Please help me welcome author Susanna Fraser. After you read about her first sale to Carina Press and absorb her advice, ask her tons of questions! (Her weekly word counts amaze me!)
Thank you so much for having me at Pink Fuzzy Slippers today! My first book, The Sergeant’s Lady, has been out almost exactly two months, and I’m happy to have a chance to come talk about it and my new work, too!
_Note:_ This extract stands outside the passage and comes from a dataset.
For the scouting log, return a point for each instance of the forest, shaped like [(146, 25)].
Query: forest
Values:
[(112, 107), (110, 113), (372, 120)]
How do you find time to write with family and job obligations?
It isn’t easy! I’m married with a 6-year-old daughter and a full-time job, so if I’m not careful writing can get squeezed to the margins of my life. I have a notebook computer I take to work with me, and on my lunch hour I try to eat quickly so I’ll have 20-30 minutes at the end to write. In that time I can write 400-500 words. Then, after my daughter goes to bed around 9:00 or 9:30, I shut my office door and keep writing till I’ve written 1000 words total on the day.
That’s a typical day. Some days if I’m tired, stressed, or sick it doesn’t happen at all, and when my husband was at a week-long conference recently, I was satisfied if I managed 500 words per day. And some days the words just flow and I can hit 1500 or 2000 words.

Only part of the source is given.